O PGR apanha da corporação judicial, leva cacetadas nas mídias, mas ganha votos na sabatina do Senado Federal. Com isto, o presidente Jair Bolsonaro conseguirá plantar no STF um homem de confiança que, pelo menos, não irá jogar para a torcida. Em vez de um terrivelmente evangélico, um homem fortemente leal.
O embate de maior impacto político e administrativo vem da metralhadora giratória do procurador-geral. O primeiro alvo seria o ex-ministro Sergio Moro, adversário declarado do presidente Jair Bolsonaro no espaço eleitoral. Com sua imagem de justiceiro, o juiz de Curitiba é uma pedra no sapato do projeto de reeleição do presidente e uma ameaça concreta às demais candidaturas que estão se colocando, tanto à esquerda quanto à direita.
Ao atacar a Operação Lava Jato, o PGR despertou o ex-juiz de Curitiba de sua hibernação, trazendo de volta a imagem do justiceiro e reavivando o chamado ”Partido da Toga”. Este estava submerso ultimamente, obscurecido por outras dessas novas entidades que povoam a Esplanada dos Ministérios, em Brasília, tais como a Ala Militar, Ala Ideológica, Centrão, Blocão e outras que vão surgindo a cada momento.
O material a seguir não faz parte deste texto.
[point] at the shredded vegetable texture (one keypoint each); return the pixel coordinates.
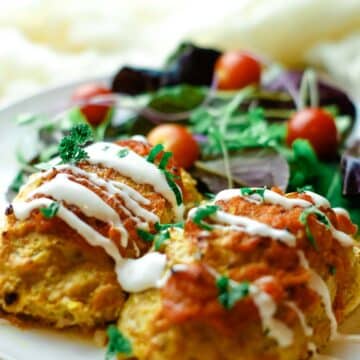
(230, 292)
(320, 216)
(202, 213)
(50, 211)
(118, 343)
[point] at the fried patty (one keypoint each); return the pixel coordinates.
(49, 274)
(185, 320)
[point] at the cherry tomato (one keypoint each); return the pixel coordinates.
(94, 113)
(236, 69)
(178, 140)
(317, 126)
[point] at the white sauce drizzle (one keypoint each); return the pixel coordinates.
(287, 203)
(308, 330)
(135, 167)
(134, 275)
(317, 284)
(130, 196)
(270, 197)
(249, 226)
(61, 188)
(267, 309)
(140, 138)
(140, 274)
(22, 211)
(341, 211)
(318, 200)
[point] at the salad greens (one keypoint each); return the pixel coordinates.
(242, 133)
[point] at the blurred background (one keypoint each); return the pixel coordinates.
(49, 42)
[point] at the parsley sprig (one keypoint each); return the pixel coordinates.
(230, 292)
(118, 343)
(162, 235)
(202, 213)
(320, 216)
(253, 191)
(170, 178)
(70, 147)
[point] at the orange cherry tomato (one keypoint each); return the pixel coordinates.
(94, 113)
(318, 127)
(236, 69)
(178, 140)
Essa luta fratricida no sistema judiciário reacendeu no Parlamento as expectativas de que o enfraquecimento da Lava Jato poderá desanimar o Ministério Público e os procuradores a largarem do pé de políticos envolvidos nas controvertidas contribuições de empresas para suas campanhas e partidos. Uma esperança seria de que esses entreveros na cúpula do sistema possam robustecer as arguições de suspeição do então juiz Sergio Moro, anulando suas sentenças, inclusive a do ex-presidente Lula.
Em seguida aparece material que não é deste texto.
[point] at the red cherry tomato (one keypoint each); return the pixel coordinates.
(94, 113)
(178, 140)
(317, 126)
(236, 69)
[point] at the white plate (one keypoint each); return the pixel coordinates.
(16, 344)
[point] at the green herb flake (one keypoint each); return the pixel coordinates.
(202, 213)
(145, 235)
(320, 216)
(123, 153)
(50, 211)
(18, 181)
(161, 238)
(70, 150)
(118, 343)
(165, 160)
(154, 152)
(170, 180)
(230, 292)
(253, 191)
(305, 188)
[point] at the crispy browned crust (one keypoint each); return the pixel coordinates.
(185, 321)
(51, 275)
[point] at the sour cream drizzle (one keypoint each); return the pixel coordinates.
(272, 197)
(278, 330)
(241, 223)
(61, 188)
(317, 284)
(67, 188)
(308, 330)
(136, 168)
Com Moro, voltam à tona as bandeiras da segurança pública e do combate à corrupção, que estavam em segundo plano, atrás das questões das fake news, dos negócios da família do presidente e das queimadas e desmatamentos da Amazônia. Entretanto, não é real que seja possível botar para debaixo do tapete o resultado da Lava Jato até nossos dias: 319 ações criminais, 90 ações cíveis, 330 acordos de delação premiada, 26 acordos de leniência e, o mais importante, porque incontestável, devolução aos cofres públicos de 30 bilhões de reais roubados. É muito dinheiro.
Não há como manter a negação da roubalheira. Seja o que for, as abóboras se acomodam ao andar da carruagem. Aras tocou fogo na toga.